Décision du 10 avril 2025
Charges de copropriété
N° RG 24/15733 – N° Portalis 352J-W-B7I-C6VEJ
DÉBATS
A l’audience du 04 mars 2025, tenue en audience publique, avis a été donné aux parties que la décision serait rendue le 10 avril 2025 par mise à disposition au greffe.
JUGEMENT
Prononcé publiquement par mise à disposition au greffe
Contradictoire
Premier ressort
EXPOSÉ DU LITIGE
M. [W] [R] [J] est propriétaire du lot de copropriété n°4 d’un immeuble situé [Adresse 10].
Par lettre recommandée avec avis de réception du 14 décembre 2023, le syndicat des copropriétaires de l’immeuble l’a fait mettre en demeure de payer diverses sommes au titre des charges de copropriété.

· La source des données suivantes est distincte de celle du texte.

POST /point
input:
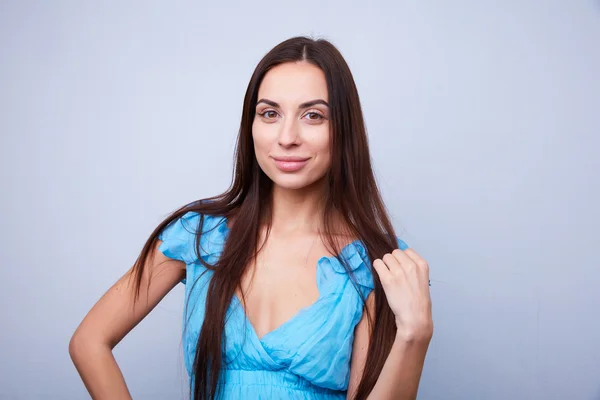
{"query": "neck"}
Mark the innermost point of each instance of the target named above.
(298, 210)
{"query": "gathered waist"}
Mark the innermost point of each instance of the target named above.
(280, 378)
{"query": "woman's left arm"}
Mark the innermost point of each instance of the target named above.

Par exploit d’huissier signifié le 18 mars 2024, il a fait assigner M. [W] [R] [J] devant le président du tribunal judiciaire de Paris, statuant selon la procédure accélérée au fond, afin d’obtenir sa condamnation au paiement d’un arriéré de charges de copropriété.
*
Lors de l’audience de plaidoiries du 04 mars 2025, il s’est référé aux prétentions et moyens formulés dans ses dernières conclusions et a demandé à la présente juridiction, au visa des articles 10, 10-1 et 19-2 de la loi du 10 juillet 1965, 35 et 36 du décret du 17 mars 1967, de :
DEBOUTER Monsieur [W] [J] de l’ensemble de ses demandes, fins et prétentions,
CONDAMNER Monsieur [W] [J] à payer au syndicat des copropriétaires du [Adresse 12]) la somme de55 514,67euros, au titre des charges et travaux du second trimestre 2022 au premier trimestre 2025 inclus (à parfaire), augmentée des intérêts de retard au taux légal à compter du 9 juin 2023, date de la mise en demeure, et sur le surplus à compter de l’assignation,
CONDAMNER Monsieur [W] [J] à payer au syndicat des copropriétaires du [Adresse 11] ([Adresse 4]) la somme de 744 euros au titre des frais de recouvrement,
CONDAMNER Monsieur [W] [J] à payer au syndicat des copropriétaires du [Adresse 11] [Localité 2] [Adresse 15].) la somme de 3 000 euros à titre de dommages et intérêts,
CONDAMNER Monsieur [W] [J] à payer au syndicat des copropriétaires du [Adresse 11] [Localité 3][Adresse 1]) la somme de 4 500 euros au titre de l’article 700 du code de procédure civile,
Le CONDAMNER aux entiers dépens,
JUGER n’y avoir lieu à écarter l’exécution provisoire.
*
Se référant aux prétentions et moyens formulés dans ses dernières conclusions, M. [J] a demandé à la présente juridiction de :
JUGER Monsieur [W] [R] [J] recevable et bien fondé en toutes ses demandes, fins et conclusions.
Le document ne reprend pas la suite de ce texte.